As to the technology market, the Nasdaq was falling around our ears as we sped from brokerage house to fund manager. Yet despite the carnage on the screens it was hard to find a bear of new economy stocks. Hard, but not impossible.

Dan Chornous, chief strategist of RBC Dominion Securities, considered that tech had further to fall. He based his views on what he described as justifiable market ratings at various earnings&#39 growth rates and time horizons. On Dan&#39s calculations, if a company is capable of growing at, say, 30 per cent per annum compound for 10 years, it justifies a price/earnings multiple of 53 times. If it can only keep up this growth rate for five years, then the justifiable multiple falls to 30 times. And in his view, looking just five years out is hard enough. Tech had proved as vulnerable to the economy as any industry. I asked: “Are we in for a hard landing?” He responded: “What is a hard landing?” Anything less soft than your own forecast was his view.

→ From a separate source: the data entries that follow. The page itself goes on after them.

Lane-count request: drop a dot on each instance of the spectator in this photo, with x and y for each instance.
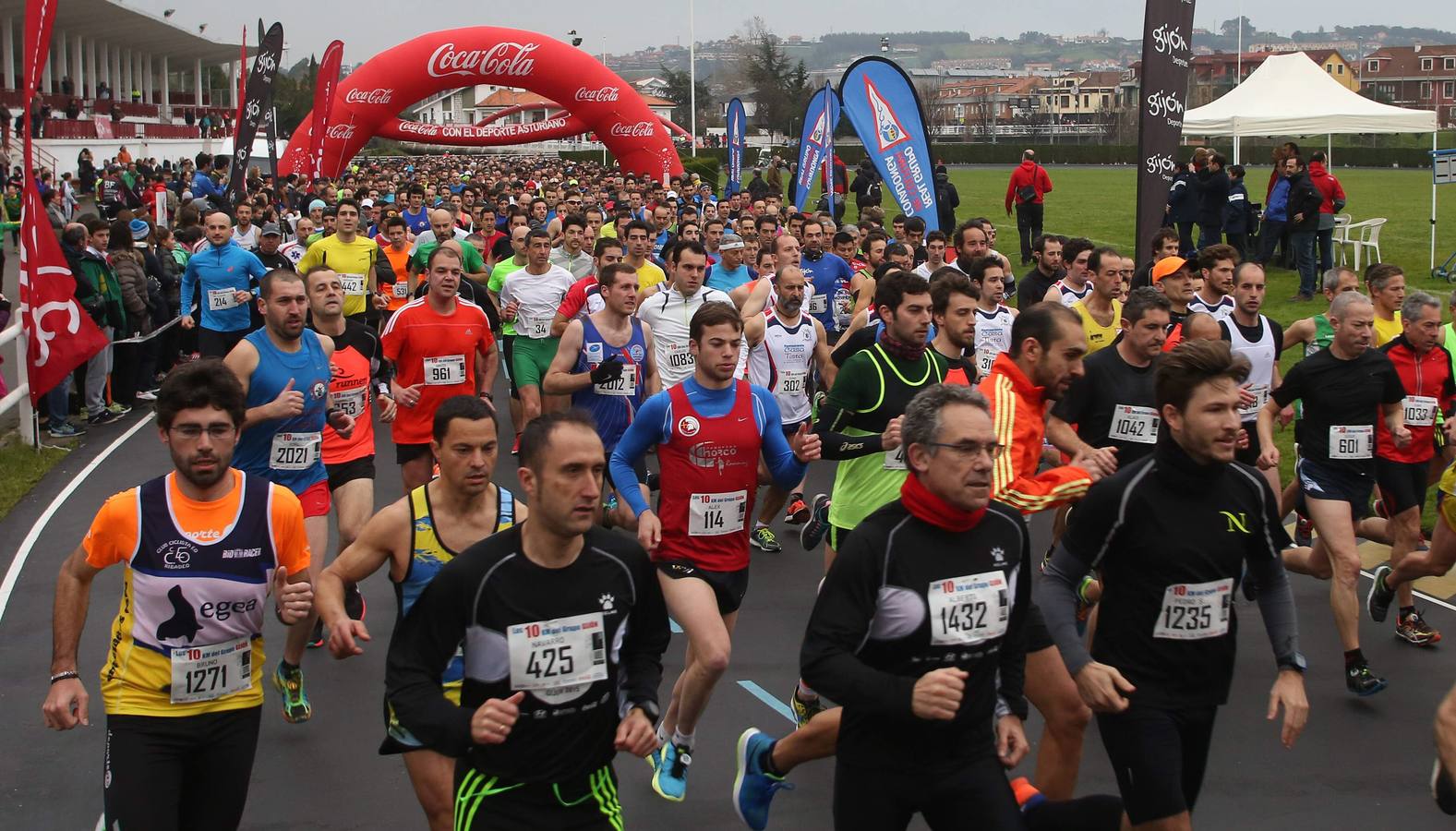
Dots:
(1027, 188)
(1334, 202)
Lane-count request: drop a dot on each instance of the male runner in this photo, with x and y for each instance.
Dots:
(1259, 341)
(919, 632)
(441, 346)
(415, 537)
(182, 683)
(1215, 295)
(606, 363)
(1344, 388)
(670, 307)
(1113, 403)
(224, 274)
(529, 300)
(353, 257)
(564, 632)
(1401, 474)
(709, 432)
(785, 348)
(284, 371)
(1100, 310)
(1162, 658)
(358, 373)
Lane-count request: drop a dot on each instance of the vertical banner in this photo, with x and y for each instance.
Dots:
(737, 137)
(257, 106)
(47, 285)
(815, 143)
(881, 103)
(1166, 50)
(323, 88)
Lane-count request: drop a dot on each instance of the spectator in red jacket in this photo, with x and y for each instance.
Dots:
(1334, 202)
(1029, 185)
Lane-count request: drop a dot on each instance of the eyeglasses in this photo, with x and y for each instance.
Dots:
(969, 450)
(194, 431)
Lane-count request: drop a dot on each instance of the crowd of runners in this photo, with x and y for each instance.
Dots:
(676, 363)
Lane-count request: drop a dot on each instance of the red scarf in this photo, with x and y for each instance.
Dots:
(931, 508)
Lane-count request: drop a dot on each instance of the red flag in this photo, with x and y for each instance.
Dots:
(58, 335)
(323, 102)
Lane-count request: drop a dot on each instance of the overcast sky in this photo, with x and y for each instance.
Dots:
(628, 27)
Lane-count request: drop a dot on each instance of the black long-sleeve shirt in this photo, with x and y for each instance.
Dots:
(608, 614)
(884, 619)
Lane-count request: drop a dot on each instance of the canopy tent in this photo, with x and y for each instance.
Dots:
(1292, 95)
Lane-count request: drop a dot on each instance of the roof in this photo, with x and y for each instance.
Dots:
(1292, 95)
(111, 22)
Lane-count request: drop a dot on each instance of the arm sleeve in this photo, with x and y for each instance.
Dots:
(644, 431)
(423, 644)
(839, 624)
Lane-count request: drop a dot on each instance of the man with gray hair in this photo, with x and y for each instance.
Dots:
(1342, 388)
(1402, 472)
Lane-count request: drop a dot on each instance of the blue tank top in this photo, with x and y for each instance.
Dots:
(287, 452)
(613, 404)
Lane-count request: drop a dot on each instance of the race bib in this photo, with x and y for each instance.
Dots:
(1352, 441)
(1193, 611)
(1135, 424)
(625, 384)
(792, 383)
(220, 298)
(716, 514)
(444, 370)
(206, 672)
(969, 610)
(295, 450)
(896, 459)
(555, 654)
(1420, 411)
(351, 402)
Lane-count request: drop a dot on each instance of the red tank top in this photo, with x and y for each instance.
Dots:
(709, 474)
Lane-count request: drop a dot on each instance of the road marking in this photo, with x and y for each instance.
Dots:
(13, 573)
(769, 699)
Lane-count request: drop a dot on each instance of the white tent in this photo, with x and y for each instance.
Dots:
(1292, 95)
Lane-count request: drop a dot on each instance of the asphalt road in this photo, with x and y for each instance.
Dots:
(1360, 765)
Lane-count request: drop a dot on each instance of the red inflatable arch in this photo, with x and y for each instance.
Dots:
(367, 102)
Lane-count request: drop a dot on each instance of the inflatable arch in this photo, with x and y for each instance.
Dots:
(367, 102)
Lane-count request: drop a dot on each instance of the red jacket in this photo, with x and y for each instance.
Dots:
(1327, 185)
(1027, 174)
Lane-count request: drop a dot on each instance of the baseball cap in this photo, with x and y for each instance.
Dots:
(1166, 267)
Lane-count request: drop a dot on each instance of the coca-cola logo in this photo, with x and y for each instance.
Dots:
(603, 95)
(638, 130)
(380, 95)
(509, 58)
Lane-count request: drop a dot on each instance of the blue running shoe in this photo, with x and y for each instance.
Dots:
(670, 777)
(754, 788)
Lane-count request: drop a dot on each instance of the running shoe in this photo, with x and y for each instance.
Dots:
(295, 699)
(804, 709)
(764, 540)
(1362, 681)
(670, 772)
(798, 512)
(1378, 603)
(753, 788)
(812, 532)
(1413, 629)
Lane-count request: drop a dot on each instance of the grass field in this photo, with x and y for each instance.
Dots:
(1100, 204)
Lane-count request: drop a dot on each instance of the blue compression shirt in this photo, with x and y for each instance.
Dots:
(654, 422)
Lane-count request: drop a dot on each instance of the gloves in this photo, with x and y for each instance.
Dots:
(608, 370)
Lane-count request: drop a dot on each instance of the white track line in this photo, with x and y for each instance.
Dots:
(24, 552)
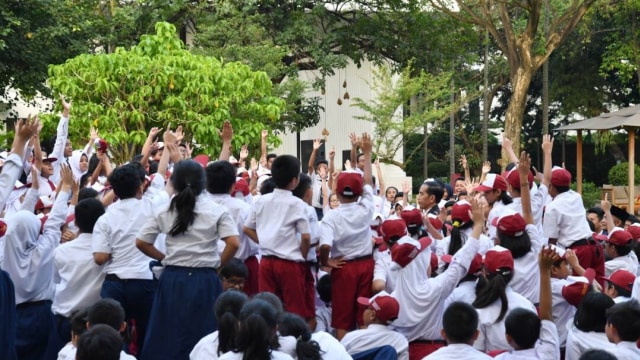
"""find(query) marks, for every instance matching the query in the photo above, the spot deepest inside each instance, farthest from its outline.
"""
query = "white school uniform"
(492, 333)
(375, 335)
(457, 351)
(78, 278)
(547, 346)
(578, 342)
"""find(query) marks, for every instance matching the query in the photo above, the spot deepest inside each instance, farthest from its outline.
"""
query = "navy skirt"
(182, 312)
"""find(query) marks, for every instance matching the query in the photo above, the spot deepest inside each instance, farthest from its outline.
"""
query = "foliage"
(619, 174)
(159, 83)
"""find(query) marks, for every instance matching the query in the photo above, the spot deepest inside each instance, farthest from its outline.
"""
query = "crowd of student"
(173, 257)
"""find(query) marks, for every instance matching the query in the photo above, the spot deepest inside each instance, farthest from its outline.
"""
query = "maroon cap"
(349, 184)
(575, 292)
(386, 306)
(560, 177)
(622, 278)
(510, 223)
(492, 182)
(412, 217)
(403, 254)
(393, 227)
(460, 212)
(513, 178)
(498, 258)
(619, 236)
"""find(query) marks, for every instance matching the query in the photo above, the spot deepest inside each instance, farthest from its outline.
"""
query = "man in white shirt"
(460, 329)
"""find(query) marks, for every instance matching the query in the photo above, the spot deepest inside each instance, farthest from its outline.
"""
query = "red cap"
(386, 307)
(403, 254)
(622, 278)
(498, 258)
(492, 182)
(619, 236)
(202, 160)
(560, 177)
(349, 184)
(474, 267)
(393, 227)
(510, 223)
(513, 178)
(243, 186)
(412, 217)
(634, 230)
(460, 212)
(574, 293)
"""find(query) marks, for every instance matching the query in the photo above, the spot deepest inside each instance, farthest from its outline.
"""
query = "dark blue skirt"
(182, 312)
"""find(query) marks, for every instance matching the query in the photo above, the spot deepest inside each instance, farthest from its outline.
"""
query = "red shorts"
(287, 280)
(347, 284)
(251, 284)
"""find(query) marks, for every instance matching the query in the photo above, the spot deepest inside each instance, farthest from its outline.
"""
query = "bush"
(619, 174)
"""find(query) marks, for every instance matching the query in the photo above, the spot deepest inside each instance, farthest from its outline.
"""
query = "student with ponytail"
(182, 311)
(257, 334)
(227, 311)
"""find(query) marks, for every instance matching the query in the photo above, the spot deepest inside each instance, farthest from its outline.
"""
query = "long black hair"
(188, 181)
(294, 325)
(227, 311)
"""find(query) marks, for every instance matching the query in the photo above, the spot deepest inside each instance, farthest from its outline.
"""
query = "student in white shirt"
(319, 345)
(623, 329)
(588, 330)
(193, 225)
(381, 310)
(227, 311)
(78, 278)
(531, 335)
(460, 330)
(257, 334)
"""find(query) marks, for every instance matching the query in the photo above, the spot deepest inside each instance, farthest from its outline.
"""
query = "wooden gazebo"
(627, 119)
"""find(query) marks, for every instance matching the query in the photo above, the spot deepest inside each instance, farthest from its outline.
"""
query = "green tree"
(159, 83)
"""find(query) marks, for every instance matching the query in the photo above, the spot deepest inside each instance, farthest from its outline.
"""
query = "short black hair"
(284, 169)
(106, 311)
(100, 342)
(523, 326)
(221, 175)
(303, 185)
(625, 317)
(234, 267)
(125, 181)
(87, 213)
(460, 322)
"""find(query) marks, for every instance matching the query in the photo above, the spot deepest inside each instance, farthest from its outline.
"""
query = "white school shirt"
(562, 312)
(526, 274)
(421, 298)
(28, 256)
(115, 233)
(277, 218)
(578, 342)
(275, 355)
(376, 335)
(565, 219)
(78, 278)
(331, 348)
(492, 333)
(239, 211)
(206, 348)
(457, 352)
(626, 350)
(347, 229)
(198, 246)
(547, 347)
(627, 262)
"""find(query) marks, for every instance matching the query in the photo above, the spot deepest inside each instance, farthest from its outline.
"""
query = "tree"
(159, 83)
(514, 26)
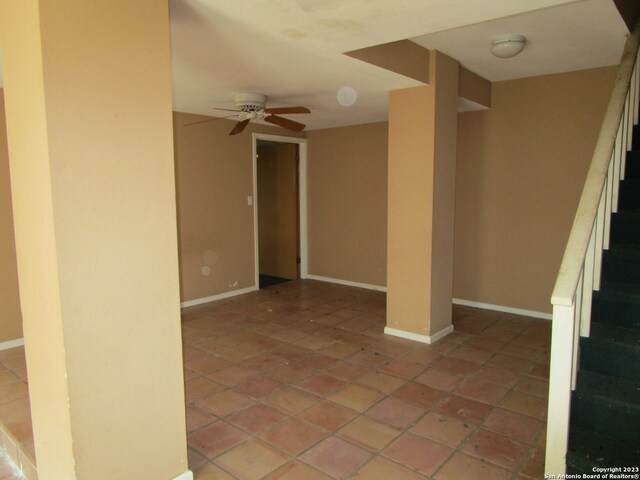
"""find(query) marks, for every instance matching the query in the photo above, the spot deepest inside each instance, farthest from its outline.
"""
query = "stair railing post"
(563, 328)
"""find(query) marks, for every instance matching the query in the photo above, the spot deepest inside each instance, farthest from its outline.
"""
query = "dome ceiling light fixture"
(507, 46)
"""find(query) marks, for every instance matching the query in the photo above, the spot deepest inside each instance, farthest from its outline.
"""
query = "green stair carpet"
(605, 407)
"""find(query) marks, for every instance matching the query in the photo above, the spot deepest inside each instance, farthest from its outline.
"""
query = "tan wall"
(278, 210)
(10, 315)
(214, 175)
(521, 167)
(93, 185)
(347, 203)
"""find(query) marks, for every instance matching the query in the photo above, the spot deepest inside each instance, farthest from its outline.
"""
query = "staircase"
(605, 407)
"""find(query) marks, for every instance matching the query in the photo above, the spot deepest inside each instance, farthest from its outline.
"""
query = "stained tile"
(256, 418)
(517, 365)
(290, 400)
(201, 387)
(321, 384)
(463, 467)
(368, 433)
(533, 386)
(514, 425)
(298, 471)
(382, 469)
(381, 381)
(464, 409)
(439, 379)
(232, 375)
(395, 412)
(356, 397)
(347, 371)
(289, 373)
(403, 368)
(293, 436)
(224, 403)
(446, 430)
(328, 415)
(258, 387)
(419, 395)
(496, 449)
(482, 391)
(215, 439)
(423, 355)
(369, 359)
(252, 460)
(499, 376)
(534, 465)
(526, 404)
(197, 418)
(207, 365)
(341, 349)
(418, 453)
(194, 459)
(336, 457)
(316, 361)
(457, 366)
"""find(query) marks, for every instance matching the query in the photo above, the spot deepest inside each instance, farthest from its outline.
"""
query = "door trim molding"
(302, 199)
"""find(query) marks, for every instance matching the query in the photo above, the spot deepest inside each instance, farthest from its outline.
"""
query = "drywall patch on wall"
(214, 177)
(10, 312)
(521, 167)
(347, 203)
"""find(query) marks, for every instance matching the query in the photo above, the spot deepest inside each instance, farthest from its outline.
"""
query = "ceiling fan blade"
(285, 122)
(239, 127)
(200, 121)
(287, 110)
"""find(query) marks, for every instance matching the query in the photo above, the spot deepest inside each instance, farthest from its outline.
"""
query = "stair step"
(621, 263)
(588, 449)
(629, 195)
(625, 227)
(607, 405)
(632, 164)
(617, 304)
(612, 350)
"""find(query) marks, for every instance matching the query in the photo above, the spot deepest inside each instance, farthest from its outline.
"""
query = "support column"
(422, 160)
(88, 103)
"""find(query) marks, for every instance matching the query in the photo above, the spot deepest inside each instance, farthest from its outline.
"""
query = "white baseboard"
(220, 296)
(500, 308)
(417, 337)
(348, 283)
(18, 342)
(188, 475)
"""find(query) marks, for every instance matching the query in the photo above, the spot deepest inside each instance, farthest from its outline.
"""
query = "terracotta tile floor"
(299, 382)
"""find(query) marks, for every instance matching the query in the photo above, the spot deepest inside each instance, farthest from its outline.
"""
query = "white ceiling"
(291, 50)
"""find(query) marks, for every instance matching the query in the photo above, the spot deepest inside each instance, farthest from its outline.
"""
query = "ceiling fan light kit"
(251, 106)
(507, 46)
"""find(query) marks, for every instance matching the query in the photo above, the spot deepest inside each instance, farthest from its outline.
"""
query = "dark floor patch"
(267, 280)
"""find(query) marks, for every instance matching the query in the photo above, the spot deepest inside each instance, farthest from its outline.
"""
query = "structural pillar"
(421, 194)
(88, 104)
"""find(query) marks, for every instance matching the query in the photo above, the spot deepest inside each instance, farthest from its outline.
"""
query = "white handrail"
(567, 281)
(580, 270)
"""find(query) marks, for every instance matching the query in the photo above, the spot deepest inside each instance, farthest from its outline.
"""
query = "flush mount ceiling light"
(507, 46)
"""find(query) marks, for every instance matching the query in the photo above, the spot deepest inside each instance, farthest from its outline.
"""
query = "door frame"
(302, 200)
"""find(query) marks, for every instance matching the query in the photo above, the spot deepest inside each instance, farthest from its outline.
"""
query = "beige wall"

The message was pretty much the same from all we visited. The bigger new economy companies on extravagant ratings are in for a tough time. But there will be winners among smaller stocks, capable of levering themselves into a more powerful position through advanced processes. Many of these smaller companies also offer value. The moral is keep looking but stay careful and do not be afraid to discard an investment even if it has served you badly recently.